As is known to all, the immune system is the most complex biological system. It is the foundation of the human defense system and has the ability to recognize and eliminate foreign pathogens (Li and Wu, 2021). Besides, it can harmonize with other systems in vivo to maintain the stability of the physical environment and physiological balance. When immune system is disrupted or suppressed, our bodies can develop severe inflammatory and immune disorders that seriously affect quality of life (Dorshkind et al., 2009).

Cyclophosphamide (CTX) is an extensively used chemotherapeutic drug in clinical practice. It is an important drug in the therapy of neoplastic diseases by exerting its anti-neoplastic effects through alkylation. Since it is a non-specific drug that acts on the cell cycle, it could also inhibit normal immune cells, finally resulting severe inflammation and immunosuppression (Emadi et al., 2009). However, there is still no good way to relieve immunosuppression caused by CTX. Therefore, it is necessary to seek out an appropriate drug to reduce the toxic of CTX.

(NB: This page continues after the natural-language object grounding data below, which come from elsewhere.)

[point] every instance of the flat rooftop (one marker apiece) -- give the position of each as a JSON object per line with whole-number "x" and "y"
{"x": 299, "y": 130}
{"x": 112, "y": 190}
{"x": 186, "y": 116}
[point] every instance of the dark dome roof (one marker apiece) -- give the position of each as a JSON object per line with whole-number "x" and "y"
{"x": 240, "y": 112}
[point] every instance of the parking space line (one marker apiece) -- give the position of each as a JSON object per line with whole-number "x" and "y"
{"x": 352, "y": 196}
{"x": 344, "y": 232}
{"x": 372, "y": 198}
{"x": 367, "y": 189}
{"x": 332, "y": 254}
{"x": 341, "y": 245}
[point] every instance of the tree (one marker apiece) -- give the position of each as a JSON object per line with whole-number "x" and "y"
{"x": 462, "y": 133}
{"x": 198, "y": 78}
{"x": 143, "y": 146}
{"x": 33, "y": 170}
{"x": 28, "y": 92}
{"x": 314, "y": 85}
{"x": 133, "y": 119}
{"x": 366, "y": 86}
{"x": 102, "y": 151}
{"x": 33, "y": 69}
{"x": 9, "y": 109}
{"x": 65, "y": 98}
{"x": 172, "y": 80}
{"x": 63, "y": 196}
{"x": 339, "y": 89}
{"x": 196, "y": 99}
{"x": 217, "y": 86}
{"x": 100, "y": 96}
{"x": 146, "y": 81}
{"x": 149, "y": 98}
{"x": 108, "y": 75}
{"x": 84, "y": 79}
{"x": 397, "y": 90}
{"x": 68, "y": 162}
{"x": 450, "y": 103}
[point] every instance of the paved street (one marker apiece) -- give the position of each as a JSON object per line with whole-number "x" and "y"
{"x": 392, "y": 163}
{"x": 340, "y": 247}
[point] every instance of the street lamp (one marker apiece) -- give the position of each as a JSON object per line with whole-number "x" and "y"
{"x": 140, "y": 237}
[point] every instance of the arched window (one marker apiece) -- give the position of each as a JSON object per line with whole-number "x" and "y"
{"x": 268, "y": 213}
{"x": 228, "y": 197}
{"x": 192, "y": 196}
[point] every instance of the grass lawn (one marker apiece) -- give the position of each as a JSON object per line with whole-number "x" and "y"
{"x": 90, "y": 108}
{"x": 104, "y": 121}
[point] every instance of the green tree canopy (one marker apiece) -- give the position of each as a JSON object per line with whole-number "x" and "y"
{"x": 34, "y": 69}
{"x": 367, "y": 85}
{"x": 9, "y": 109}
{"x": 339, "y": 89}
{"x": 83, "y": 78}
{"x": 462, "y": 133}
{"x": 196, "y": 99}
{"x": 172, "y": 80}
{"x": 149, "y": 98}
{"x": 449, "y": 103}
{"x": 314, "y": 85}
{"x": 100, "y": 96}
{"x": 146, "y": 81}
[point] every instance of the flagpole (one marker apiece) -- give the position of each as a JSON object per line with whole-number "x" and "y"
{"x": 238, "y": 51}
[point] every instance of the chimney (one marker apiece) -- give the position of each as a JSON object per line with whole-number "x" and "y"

Astragalus mongholicus Bunge (AM), a famous Chinese tonic medicinal herb which has been used for thousands in treating immune-mediated diseases and has similarly shown significant improvement in CTX-mediated immunosuppression in our previous studies (Liu et al., 2021). Astragaloside III (AS-III), an active triterpenoid saponin derived from AM, has been shown to have significant pharmacological effects in immune system activation such as enhancing anti-tumor reaction of NK cells (Chen et al., 2019). Nevertheless, the underlying protective mechanism of AS-III on CTX-induced immunosuppression is still unclear.

Network pharmacology is an emerging methodology based on systems biology theories that can be used to study therapeutic targets and biomarkers for complicated diseases (Nogales et al., 2022; Xu, J. et al., 2023). By integrating the multi-level data of “component-target-pathway-disease”, the complex prevention and treatment mechanisms of traditional Chinese medicine (TCM) can be elucidated (Wang et al., 2021). Molecular docking technology is an important part of the drug discovery and it theoretically provides the possible modes of action between drugs and their related proteins (Stanzione et al., 2021).

The experiments in this article aim to research the regulation mechanism of AS-III in antagonizing effect of immunosuppression on the basis of the comprehensive utilization of network pharmacology, molecular docking, together with in vitro/vivo experiments verification. Finally, all the experimental data of biological indicators, relative cytokine secretion, mRNA and protein expression have confirmed our theoretical analysis. These findings provide an experimental foundation for the use of AS-III as a potential drug candidate for the management of immunosuppression.